If you enjoy reading about unconventional childhoods, have I got a book for you. Priestdaddy by Patricia Lockwood delivers in scenes from a childhood spent in rectories and convents throughout the midwest, as the daughter of a Catholic priest. When her father has an epiphany and converts to Catholicism, he finds a loophole in church law that permits him to become an ordained priest, despite being married and the father of five. Lockwood’s irreverent recollections are as funny as anything I’ve read. Her mother trolls the internet for cautionary tales and bits of gore like “we swallow seven spiders every night” or “Satanists have a new plan to eat the pope.” She relates that before the church allowed her husband to become a priest, she had to take the SAT (Sears Aptitude Test) and the Psychopath test because having a psychopath wife would bring disgrace.
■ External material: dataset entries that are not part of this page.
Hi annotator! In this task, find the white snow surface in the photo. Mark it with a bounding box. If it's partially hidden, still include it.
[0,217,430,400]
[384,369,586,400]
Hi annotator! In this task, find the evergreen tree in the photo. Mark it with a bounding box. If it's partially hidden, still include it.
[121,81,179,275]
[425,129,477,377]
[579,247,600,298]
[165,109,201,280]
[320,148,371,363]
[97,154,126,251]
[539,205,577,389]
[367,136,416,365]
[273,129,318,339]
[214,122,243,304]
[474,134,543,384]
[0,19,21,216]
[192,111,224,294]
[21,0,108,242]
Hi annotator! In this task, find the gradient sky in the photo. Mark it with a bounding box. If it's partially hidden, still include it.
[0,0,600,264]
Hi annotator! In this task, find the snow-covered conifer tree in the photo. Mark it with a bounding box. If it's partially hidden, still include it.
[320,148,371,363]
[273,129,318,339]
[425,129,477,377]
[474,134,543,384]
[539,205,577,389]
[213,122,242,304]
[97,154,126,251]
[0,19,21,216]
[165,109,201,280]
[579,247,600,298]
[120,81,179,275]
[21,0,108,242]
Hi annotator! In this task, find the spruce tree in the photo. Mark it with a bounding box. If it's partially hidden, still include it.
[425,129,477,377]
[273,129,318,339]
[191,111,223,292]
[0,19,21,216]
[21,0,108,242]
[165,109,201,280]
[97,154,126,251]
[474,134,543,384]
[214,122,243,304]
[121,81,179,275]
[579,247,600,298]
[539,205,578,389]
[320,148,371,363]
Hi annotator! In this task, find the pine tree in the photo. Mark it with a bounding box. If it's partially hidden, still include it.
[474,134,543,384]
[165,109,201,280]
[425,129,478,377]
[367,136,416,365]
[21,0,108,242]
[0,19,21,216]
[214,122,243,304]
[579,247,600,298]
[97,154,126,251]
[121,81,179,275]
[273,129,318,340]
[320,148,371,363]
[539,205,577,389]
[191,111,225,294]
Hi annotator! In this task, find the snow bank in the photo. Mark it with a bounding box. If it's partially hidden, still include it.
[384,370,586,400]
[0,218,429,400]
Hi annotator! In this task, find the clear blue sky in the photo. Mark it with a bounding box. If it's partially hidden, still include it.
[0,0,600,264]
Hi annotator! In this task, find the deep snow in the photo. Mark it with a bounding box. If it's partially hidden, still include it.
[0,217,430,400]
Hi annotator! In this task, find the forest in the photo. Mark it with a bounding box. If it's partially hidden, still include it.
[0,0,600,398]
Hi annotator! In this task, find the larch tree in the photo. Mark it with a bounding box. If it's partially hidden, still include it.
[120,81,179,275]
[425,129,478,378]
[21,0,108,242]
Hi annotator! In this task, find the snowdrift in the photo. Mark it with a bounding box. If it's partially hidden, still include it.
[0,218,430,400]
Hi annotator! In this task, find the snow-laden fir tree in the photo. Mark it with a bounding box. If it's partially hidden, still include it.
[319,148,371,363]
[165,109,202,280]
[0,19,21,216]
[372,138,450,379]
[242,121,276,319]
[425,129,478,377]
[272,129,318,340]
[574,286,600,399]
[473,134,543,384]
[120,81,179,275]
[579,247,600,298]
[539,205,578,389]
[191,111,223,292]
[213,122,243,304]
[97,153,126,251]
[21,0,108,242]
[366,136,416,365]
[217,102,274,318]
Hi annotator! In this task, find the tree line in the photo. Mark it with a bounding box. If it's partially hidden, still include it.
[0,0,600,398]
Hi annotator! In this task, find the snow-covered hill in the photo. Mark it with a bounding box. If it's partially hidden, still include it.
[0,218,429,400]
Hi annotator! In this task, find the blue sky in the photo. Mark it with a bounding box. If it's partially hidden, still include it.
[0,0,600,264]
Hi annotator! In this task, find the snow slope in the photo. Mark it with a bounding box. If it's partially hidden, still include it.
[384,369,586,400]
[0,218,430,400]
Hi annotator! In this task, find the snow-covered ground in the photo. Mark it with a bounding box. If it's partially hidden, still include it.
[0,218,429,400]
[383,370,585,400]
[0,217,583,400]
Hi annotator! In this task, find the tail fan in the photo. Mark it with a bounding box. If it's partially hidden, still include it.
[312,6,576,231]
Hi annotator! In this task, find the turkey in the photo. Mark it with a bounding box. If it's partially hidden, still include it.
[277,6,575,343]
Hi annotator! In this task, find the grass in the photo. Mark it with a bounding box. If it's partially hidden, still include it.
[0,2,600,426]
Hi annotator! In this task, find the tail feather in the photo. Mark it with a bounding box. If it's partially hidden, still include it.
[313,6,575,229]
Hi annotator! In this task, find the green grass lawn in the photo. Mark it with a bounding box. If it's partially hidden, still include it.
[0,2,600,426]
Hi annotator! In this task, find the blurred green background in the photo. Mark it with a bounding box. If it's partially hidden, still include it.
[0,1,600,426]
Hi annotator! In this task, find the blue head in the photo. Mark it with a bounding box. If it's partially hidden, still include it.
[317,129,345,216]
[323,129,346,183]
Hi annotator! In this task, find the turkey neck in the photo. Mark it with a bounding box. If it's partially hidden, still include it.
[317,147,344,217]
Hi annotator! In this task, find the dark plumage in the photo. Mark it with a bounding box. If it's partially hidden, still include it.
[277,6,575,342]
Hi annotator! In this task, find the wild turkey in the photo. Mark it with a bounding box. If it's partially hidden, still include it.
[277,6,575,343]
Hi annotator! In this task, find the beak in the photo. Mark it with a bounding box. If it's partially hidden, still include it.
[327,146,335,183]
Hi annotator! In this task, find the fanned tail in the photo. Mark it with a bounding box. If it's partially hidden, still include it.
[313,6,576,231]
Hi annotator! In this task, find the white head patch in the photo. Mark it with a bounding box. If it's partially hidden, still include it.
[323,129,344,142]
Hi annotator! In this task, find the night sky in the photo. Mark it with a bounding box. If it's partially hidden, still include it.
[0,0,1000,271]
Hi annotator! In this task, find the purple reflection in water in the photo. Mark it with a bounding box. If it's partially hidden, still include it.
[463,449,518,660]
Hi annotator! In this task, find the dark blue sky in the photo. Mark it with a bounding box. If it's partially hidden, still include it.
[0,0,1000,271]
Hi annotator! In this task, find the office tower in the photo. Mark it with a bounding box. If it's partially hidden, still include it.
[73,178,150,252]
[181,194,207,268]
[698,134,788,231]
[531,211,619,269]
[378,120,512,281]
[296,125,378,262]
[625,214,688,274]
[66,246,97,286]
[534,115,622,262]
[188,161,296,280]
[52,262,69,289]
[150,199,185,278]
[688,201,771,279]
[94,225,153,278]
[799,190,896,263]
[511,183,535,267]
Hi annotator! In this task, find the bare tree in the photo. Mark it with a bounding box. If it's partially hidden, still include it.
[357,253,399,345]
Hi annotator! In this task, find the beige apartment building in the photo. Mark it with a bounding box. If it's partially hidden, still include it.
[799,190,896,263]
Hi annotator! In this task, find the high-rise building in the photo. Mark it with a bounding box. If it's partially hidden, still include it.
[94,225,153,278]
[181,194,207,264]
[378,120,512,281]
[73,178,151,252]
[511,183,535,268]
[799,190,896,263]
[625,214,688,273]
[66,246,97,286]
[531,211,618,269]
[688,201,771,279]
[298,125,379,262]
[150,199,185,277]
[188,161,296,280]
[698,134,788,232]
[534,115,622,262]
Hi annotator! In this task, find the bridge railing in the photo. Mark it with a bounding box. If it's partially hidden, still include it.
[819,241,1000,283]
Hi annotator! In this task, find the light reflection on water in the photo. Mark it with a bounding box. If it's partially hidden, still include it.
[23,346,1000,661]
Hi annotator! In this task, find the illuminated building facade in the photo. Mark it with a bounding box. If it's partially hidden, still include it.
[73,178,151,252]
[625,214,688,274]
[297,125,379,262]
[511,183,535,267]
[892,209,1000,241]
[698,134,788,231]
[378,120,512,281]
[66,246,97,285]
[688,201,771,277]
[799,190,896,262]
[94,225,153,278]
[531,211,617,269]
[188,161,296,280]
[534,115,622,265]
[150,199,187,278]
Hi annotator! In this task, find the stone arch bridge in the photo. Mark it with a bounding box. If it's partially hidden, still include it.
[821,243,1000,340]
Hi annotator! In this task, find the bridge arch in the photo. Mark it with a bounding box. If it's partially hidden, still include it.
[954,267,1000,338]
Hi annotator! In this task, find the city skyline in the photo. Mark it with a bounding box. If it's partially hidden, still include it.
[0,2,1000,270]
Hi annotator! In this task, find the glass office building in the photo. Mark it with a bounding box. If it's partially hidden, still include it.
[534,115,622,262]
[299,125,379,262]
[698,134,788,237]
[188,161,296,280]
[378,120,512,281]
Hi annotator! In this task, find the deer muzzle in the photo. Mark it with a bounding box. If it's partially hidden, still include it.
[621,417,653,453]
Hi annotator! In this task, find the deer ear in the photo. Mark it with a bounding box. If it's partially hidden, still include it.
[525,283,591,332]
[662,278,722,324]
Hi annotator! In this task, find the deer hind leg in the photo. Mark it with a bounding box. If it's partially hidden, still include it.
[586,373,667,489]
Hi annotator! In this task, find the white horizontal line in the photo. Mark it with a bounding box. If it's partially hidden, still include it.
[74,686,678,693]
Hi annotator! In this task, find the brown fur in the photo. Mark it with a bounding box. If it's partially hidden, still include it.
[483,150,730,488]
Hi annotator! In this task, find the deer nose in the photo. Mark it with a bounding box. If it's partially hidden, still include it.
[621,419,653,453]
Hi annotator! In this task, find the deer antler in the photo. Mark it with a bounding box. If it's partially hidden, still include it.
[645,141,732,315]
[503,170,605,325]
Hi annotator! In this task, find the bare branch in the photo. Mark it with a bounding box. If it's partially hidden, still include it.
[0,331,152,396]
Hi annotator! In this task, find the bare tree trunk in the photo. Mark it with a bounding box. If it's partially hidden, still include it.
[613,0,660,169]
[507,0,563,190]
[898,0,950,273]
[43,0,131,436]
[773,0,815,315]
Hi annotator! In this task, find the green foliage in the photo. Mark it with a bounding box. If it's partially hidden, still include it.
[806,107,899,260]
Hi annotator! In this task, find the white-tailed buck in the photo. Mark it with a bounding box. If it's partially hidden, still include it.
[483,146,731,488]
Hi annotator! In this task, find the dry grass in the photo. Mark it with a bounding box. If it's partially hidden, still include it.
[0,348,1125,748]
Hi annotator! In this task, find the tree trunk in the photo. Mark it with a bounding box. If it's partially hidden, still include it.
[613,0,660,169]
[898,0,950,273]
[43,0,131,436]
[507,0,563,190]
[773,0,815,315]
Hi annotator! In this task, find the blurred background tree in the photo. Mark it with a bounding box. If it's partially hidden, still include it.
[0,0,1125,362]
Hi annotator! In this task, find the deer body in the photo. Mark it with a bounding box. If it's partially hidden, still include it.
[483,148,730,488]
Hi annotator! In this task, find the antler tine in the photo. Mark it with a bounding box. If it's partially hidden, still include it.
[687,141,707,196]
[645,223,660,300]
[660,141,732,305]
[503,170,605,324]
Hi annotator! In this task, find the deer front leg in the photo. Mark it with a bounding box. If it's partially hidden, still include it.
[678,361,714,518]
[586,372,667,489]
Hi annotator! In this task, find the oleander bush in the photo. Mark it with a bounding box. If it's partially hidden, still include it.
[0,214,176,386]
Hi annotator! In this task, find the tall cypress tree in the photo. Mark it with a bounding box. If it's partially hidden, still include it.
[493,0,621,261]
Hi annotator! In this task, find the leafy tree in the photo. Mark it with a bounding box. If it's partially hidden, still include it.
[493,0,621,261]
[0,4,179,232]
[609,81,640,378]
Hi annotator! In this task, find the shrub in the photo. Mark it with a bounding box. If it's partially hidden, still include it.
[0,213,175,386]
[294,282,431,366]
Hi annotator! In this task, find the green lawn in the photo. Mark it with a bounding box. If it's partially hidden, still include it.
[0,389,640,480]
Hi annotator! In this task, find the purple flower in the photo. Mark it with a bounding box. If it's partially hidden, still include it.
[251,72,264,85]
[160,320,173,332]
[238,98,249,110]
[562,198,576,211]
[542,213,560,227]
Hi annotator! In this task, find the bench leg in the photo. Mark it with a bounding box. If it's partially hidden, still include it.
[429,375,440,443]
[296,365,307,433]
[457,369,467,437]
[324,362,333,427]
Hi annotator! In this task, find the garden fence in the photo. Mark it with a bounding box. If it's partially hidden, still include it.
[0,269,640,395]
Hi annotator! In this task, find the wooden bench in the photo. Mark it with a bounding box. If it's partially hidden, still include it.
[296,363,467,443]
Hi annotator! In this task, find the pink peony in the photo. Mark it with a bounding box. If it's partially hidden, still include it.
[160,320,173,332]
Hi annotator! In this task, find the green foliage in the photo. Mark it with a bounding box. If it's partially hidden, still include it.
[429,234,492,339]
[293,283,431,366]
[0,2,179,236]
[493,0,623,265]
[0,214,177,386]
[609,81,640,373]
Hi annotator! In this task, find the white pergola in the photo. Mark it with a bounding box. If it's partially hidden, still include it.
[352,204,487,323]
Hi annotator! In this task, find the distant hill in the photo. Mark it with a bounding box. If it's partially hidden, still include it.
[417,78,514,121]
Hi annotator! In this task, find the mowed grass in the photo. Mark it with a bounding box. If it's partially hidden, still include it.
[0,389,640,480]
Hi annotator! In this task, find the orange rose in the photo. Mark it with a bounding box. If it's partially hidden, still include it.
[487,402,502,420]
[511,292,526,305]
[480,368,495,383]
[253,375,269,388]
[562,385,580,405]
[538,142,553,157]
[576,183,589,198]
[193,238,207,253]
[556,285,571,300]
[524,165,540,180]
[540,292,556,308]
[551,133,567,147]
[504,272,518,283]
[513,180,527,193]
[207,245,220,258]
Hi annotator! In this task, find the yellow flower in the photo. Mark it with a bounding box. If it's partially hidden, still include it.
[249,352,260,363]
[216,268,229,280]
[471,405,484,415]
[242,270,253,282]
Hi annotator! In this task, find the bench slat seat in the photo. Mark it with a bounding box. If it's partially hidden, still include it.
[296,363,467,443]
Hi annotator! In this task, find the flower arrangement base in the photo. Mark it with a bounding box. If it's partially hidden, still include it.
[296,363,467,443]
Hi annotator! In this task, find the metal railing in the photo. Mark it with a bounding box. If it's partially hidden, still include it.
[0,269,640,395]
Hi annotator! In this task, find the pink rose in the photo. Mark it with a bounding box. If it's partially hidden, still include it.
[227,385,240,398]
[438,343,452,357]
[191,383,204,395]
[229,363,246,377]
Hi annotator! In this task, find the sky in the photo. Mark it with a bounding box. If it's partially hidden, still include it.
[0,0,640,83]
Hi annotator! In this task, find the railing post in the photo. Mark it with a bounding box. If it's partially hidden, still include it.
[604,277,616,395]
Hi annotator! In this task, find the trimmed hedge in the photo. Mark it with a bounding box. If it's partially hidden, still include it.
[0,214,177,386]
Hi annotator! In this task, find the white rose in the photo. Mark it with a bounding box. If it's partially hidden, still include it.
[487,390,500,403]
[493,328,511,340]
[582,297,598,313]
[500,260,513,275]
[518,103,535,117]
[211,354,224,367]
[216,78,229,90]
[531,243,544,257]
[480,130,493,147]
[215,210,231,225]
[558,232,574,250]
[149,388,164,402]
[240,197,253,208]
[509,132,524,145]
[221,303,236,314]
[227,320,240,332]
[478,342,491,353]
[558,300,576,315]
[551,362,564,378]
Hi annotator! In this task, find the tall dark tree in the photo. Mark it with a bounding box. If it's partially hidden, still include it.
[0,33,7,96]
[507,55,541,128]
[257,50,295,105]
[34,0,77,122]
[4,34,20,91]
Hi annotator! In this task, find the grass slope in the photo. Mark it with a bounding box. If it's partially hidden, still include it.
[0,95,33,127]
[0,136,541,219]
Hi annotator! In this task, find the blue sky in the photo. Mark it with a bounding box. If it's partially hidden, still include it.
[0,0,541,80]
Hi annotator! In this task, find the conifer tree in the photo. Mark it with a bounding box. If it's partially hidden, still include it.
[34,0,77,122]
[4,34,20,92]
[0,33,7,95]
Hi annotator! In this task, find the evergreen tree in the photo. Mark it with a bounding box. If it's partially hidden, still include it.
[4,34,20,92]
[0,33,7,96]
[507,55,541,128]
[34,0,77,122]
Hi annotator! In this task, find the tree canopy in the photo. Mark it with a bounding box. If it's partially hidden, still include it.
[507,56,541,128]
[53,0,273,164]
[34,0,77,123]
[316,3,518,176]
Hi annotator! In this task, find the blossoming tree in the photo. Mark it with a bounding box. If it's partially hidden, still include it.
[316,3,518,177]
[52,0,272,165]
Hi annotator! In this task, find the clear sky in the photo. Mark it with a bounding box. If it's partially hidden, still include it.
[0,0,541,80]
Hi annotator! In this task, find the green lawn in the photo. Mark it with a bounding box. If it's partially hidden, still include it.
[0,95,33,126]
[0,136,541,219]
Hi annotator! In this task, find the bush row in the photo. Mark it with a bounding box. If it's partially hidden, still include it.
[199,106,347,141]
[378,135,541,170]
In a childhood highlighted by her father’s habit of playing electric guitar loudly and badly and his penchant for wearing nothing but his briefs around the house, Lockwood describes some of the eccentricities of the Catholic religion, including the priestly wardrobe:
When my father started saying the Latin Mass, he gave up short-sleeved shirts and slacks and took to wearing a cassock which is just a long black dress for a man that everyone refuses to call a dress…and the pope wears what a baby would wear to prom.
Years after leaving home, Lockwood and her husband move in with her parents for nine months. Her observations and memories are told with anthropologist’s point of view and are filled with surprising, hilarious,and gorgeous metaphors. It’s not surprising that Lockwood has published two collections of poetry or that her work has appeared in the The New Yorker, among other publications.